ENA: Efficient N-dimensional Attention
This addresses the problem of handling ultra-long high-order data for machine learning applications, representing an incremental improvement over existing methods.
The paper tackles efficient modeling of long sequences of high-order data by proposing ENA, a hybrid architecture combining linear recurrence and tiled high-order sliding window attention, which yields promising results as a practical solution.
Efficient modeling of long sequences of high-order data requires a more efficient architecture than Transformer. In this paper, we investigate two key aspects of extending linear recurrent models, especially those originally designed for language modeling, to high-order data (1D to ND): scanning strategies and attention-hybrid architectures. Empirical results suggest that scanning provides limited benefits, while attention-hybrid models yield promising results.

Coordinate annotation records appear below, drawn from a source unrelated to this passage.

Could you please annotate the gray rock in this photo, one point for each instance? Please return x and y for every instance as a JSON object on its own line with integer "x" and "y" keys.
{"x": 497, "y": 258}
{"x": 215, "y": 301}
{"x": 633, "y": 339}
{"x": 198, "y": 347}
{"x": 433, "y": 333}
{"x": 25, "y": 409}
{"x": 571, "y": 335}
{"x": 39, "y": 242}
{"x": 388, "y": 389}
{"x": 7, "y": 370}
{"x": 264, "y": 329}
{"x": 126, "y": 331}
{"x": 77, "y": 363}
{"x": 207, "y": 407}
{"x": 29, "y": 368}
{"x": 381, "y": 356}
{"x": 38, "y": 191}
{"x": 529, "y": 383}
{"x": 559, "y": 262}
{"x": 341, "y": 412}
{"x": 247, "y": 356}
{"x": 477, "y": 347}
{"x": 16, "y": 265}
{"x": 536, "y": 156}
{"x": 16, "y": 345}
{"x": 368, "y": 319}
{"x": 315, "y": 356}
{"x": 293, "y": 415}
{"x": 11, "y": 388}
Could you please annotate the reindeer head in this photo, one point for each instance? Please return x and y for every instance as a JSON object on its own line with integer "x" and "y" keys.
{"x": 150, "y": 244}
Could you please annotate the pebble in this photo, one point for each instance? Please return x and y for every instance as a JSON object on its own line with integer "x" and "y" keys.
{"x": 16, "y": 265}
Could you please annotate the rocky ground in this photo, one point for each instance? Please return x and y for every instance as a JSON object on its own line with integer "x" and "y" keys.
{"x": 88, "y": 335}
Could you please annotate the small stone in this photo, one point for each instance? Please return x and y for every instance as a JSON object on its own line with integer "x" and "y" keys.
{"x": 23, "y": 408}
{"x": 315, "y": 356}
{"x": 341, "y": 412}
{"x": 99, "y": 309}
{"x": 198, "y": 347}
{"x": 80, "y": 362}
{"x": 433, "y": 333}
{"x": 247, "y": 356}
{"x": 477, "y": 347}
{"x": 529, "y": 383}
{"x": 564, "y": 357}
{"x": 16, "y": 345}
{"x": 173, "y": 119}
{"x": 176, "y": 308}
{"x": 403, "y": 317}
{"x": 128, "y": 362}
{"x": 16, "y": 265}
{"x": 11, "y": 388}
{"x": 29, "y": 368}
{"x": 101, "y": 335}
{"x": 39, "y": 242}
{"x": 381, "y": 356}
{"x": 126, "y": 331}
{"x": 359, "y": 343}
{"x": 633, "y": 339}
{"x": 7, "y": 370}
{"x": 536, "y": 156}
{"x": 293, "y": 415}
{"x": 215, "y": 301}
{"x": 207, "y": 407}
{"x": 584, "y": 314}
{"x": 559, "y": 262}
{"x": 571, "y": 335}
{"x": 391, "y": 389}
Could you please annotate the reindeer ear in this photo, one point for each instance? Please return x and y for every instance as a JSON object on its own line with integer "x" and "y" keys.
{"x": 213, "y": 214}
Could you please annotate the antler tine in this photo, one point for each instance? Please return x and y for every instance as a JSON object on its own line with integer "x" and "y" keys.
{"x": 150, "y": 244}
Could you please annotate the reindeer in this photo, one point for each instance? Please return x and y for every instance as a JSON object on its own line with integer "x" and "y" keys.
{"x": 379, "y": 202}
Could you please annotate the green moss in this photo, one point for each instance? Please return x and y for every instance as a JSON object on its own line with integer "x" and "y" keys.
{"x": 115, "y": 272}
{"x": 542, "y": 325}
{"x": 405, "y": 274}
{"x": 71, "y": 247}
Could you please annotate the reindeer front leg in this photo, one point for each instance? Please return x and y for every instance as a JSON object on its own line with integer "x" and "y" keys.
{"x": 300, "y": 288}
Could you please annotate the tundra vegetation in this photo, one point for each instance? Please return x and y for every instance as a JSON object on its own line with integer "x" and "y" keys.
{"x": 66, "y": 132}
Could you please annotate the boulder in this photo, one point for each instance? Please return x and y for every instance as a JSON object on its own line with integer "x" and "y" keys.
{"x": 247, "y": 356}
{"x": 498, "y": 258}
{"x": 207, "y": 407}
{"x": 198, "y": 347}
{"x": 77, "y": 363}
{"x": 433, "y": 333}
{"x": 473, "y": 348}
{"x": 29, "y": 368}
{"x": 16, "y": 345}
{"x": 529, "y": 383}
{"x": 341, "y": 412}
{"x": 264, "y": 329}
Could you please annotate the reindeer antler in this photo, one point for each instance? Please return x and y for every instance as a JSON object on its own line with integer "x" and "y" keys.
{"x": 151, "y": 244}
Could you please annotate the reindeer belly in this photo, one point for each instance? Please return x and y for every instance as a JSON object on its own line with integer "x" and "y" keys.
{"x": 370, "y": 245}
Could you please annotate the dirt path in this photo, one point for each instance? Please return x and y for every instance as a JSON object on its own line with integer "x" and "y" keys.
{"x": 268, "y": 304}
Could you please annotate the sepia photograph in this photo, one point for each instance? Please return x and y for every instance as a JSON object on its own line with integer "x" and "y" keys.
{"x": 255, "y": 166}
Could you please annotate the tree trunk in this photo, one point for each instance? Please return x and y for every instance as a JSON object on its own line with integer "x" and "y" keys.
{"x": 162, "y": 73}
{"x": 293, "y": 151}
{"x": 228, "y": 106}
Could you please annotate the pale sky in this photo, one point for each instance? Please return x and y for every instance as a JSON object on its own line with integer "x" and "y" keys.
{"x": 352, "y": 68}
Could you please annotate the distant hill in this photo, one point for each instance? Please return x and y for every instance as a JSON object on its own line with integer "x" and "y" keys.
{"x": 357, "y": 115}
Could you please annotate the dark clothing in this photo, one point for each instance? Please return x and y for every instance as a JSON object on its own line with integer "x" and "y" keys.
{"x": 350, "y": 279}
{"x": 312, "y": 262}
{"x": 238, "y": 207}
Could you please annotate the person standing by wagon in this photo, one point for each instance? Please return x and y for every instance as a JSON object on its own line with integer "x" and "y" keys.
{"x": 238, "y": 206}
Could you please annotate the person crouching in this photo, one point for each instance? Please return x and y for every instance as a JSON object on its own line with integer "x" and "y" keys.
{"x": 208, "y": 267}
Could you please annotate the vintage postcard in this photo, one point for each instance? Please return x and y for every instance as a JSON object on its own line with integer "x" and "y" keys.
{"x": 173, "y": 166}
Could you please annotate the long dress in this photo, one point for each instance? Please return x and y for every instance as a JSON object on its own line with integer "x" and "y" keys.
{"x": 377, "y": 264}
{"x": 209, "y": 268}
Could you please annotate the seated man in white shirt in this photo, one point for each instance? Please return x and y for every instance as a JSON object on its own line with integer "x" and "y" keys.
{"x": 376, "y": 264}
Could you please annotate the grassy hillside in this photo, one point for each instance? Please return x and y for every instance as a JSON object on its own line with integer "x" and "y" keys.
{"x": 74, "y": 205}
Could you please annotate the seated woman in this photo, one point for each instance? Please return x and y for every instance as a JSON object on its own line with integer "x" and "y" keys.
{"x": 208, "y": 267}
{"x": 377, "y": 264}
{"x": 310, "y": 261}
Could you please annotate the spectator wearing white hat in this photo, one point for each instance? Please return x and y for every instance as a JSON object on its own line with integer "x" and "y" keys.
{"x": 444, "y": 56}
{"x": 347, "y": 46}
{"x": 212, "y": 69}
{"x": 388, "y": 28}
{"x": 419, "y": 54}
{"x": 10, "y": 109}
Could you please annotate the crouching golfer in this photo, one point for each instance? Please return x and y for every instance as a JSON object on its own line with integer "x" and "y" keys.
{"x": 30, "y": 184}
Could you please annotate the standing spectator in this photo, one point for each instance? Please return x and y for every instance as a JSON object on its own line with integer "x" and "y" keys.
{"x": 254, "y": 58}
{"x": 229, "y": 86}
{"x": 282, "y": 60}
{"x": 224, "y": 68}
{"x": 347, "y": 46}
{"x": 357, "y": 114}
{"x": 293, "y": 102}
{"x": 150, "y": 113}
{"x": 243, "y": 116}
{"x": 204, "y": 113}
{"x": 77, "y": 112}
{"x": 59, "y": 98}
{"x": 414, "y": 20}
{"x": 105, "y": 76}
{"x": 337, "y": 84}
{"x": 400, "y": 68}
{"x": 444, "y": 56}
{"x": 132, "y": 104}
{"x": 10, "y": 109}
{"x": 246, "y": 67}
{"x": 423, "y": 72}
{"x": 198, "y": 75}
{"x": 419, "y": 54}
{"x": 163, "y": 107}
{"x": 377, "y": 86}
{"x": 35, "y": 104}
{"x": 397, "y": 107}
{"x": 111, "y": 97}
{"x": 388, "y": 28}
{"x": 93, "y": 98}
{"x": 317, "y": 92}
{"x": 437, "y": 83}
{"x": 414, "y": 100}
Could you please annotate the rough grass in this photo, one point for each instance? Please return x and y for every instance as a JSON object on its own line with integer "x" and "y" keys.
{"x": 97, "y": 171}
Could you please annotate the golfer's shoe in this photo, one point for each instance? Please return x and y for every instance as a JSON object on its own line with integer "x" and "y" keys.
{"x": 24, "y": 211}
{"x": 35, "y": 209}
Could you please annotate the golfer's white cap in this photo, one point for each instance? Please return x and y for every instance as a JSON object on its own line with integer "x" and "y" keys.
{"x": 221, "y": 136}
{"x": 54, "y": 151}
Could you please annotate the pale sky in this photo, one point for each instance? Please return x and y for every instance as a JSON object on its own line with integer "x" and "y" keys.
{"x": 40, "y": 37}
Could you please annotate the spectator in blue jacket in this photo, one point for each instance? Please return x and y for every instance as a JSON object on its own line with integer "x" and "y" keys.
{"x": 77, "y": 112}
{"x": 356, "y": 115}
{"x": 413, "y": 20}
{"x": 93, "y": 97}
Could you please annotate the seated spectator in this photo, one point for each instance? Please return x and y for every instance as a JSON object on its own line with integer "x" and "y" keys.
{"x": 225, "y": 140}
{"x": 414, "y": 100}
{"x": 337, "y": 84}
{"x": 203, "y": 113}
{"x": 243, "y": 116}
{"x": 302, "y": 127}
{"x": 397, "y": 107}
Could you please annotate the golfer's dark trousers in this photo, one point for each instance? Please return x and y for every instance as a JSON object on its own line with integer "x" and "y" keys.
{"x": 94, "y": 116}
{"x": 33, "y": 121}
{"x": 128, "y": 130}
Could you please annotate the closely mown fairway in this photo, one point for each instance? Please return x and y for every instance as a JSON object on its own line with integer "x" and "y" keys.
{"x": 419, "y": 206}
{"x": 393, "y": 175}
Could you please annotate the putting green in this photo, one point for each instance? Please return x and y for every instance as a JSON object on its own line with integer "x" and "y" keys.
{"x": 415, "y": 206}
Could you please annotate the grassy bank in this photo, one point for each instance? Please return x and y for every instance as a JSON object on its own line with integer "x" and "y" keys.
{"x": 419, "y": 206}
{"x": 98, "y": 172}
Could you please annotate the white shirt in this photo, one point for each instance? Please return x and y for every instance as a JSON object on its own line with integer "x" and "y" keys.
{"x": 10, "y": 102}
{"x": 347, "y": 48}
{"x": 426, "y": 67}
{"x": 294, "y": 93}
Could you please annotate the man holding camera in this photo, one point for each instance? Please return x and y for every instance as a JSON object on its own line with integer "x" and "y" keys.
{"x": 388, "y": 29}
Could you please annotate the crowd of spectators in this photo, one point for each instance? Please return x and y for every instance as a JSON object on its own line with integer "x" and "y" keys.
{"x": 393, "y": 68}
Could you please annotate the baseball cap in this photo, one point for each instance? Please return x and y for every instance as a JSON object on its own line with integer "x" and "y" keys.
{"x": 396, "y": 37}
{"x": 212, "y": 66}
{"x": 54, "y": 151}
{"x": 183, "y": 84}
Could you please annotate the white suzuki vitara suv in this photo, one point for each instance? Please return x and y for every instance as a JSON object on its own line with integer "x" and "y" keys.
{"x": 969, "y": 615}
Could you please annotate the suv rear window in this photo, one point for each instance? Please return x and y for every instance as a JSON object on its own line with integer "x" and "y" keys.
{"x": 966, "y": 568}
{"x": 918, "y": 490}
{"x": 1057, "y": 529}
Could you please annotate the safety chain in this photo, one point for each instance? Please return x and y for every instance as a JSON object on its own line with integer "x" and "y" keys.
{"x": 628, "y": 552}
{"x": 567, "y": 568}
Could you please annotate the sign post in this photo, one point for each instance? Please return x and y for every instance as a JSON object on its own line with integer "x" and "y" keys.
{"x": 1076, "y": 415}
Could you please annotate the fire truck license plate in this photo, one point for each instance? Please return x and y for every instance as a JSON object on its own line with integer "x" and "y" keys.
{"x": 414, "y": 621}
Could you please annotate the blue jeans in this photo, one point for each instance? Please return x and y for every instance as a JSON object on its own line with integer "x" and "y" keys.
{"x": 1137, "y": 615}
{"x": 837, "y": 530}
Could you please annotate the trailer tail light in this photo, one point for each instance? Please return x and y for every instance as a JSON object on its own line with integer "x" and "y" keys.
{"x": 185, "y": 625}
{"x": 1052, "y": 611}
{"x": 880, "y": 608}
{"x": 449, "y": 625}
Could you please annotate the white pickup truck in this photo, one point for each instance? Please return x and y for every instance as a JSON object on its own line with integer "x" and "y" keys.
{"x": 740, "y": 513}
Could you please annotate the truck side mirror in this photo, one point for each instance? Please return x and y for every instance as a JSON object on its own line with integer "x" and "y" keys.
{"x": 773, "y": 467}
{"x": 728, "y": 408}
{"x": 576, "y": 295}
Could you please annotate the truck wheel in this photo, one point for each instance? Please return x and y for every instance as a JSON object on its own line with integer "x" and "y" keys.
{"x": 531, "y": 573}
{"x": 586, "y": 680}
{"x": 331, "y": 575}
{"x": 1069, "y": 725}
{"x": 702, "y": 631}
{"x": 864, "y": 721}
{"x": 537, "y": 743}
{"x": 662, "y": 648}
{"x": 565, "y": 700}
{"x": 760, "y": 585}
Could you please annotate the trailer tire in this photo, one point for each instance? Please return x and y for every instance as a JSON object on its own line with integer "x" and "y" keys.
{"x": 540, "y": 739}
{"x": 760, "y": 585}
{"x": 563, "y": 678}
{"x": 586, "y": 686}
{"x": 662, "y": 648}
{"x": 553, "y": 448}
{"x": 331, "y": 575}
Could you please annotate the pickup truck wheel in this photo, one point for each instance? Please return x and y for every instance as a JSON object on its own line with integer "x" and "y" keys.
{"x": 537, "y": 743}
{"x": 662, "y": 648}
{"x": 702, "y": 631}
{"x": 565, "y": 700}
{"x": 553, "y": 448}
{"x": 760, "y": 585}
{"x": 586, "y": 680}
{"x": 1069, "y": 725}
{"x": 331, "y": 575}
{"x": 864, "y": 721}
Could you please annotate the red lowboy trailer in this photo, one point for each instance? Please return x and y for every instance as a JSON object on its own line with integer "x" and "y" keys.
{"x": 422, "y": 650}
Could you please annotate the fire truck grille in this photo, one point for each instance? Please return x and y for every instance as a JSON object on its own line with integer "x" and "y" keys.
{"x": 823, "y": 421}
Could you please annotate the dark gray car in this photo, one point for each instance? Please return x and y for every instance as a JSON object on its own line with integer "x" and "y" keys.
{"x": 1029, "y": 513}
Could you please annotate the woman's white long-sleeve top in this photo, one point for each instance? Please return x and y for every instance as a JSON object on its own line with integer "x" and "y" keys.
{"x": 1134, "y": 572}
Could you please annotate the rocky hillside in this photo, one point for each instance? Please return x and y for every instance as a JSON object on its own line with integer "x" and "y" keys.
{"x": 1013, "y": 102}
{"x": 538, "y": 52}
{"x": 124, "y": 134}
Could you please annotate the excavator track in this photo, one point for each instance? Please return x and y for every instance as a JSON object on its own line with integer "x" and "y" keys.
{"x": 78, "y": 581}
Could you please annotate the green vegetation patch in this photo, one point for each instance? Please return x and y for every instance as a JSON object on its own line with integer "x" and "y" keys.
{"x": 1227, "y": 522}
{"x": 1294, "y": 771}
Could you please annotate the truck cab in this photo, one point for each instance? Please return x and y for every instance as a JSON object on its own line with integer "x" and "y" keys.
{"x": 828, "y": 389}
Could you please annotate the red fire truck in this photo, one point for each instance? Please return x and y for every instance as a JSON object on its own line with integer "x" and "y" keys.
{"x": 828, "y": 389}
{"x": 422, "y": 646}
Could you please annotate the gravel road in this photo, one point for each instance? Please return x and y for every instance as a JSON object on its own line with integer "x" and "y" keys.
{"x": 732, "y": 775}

Focusing on the latter, we further evaluate types of attention and find that tiled high-order sliding window attention (SWA) is efficient in both theory and practice. We term the resulting hybrid architecture of linear recurrence and high-order SWA as Efficient N-dimensional Attention (ENA). We then conduct several experiments to demonstrate its effectiveness. The intuition behind ENA is that linear recurrence compresses global information into a state, while SWA complements it by enforcing strict local modeling. Together, they form a simple framework that offers a promising and practical solution for ultra-long high-order data modeling.